3.14. 論理ネットワーク

論理ネットワークにより、Red Hat Virtualization 環境はネットワークトラフィックをタイプ別に分離できます。たとえば、ovirtmgmt ネットワークは、Manager とホスト間の管理通信に使用される Red Hat Virtualization のインストール時にデフォルトで作成されます。論理ネットワークの一般的な使用法は、同様の要件と使用法を持つネットワークトラフィックをグループ化することです。多くの場合、ストレージネットワークとディスプレイネットワークは、最適化とトラブルシューティングのためにそれぞれのタイプのトラフィックを分離するために管理者によって作成されます。

Red Hat Virtualization は、以下の論理ネットワークタイプをサポートします。

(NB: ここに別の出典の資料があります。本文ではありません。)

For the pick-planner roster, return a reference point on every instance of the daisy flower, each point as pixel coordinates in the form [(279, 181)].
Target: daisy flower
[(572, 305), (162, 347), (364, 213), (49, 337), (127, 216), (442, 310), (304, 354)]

  • ストレージや移行トラフィックなどのホストネットワークトラフィックのみを伝送する論理ネットワーク
  • ホストおよび仮想マシンのネットワークトラフィックを伝送する論理ネットワーク
  • OVN ネットワークなど、仮想マシンネットワークトラフィックのみを伝送する論理ネットワーク

論理ネットワークはデータセンターレベルで定義されます。

必要に応じて、Red Hat Virtualization Manager は、仮想マシンネットワークのタイプに応じて、ホスト上の論理ネットワークを自動的にインスタンス化します。詳細は、仮想マシンのネットワーク種別 を参照してください。

例3.1 論理ネットワークの使用例。

システム管理者は、論理ネットワークを使用して Web サーバーをテストしたいと考えています。

Purple Data Center と呼ばれるデータセンターの Pink Cluster と呼ばれるクラスターには、Red Host と White Host と呼ばれる 2 つのホストがあります。Red Hat Host と White Host の両方が、すべてのネットワーク機能にデフォルトの論理ネットワーク ovirtmgmt を使用していました。Pink Cluster を担当するシステム管理者は、Web サーバーと一部のクライアント仮想マシンを別々の論理ネットワークに配置することにより、Web サーバーのネットワークテストを分離することを決定します。また、新しい論理ネットワーク test_logical_network を呼び出すようも決定します。

  1. VLAN タグ付けを有効にして Purple Data Center 用に、test_logical_network という名前の新規の論理ネットワークを作成します。同じ物理 NIC に 2 つの論理ネットワークが接続されている場合は、VLAN タギングが必要です。test_logical_network を Pink Cluster に適用します。
  2. Red Host では、test_logical_network を RHV が作成するブリッジに含まれる物理 NIC に割り当てます。Pink クラスターの各ホストに物理ネットワークインターフェイスを test_logical_network に追加することにより、ネットワークがクラスター内のすべてのホストに対応するブリッジを設定するまで、ネットワークは稼働しません。White Host に対してこのステップを繰り返します。White Host と Red Host の両方に、test_logical_network の論理ネットワークが物理ネットワークインターフェイスにブリッジされている場合、test_logical_network は動作し、仮想マシンで使用することができます。
  3. 彼女は、Red Host と White Host の仮想マシンを新しいネットワークに関連付けます。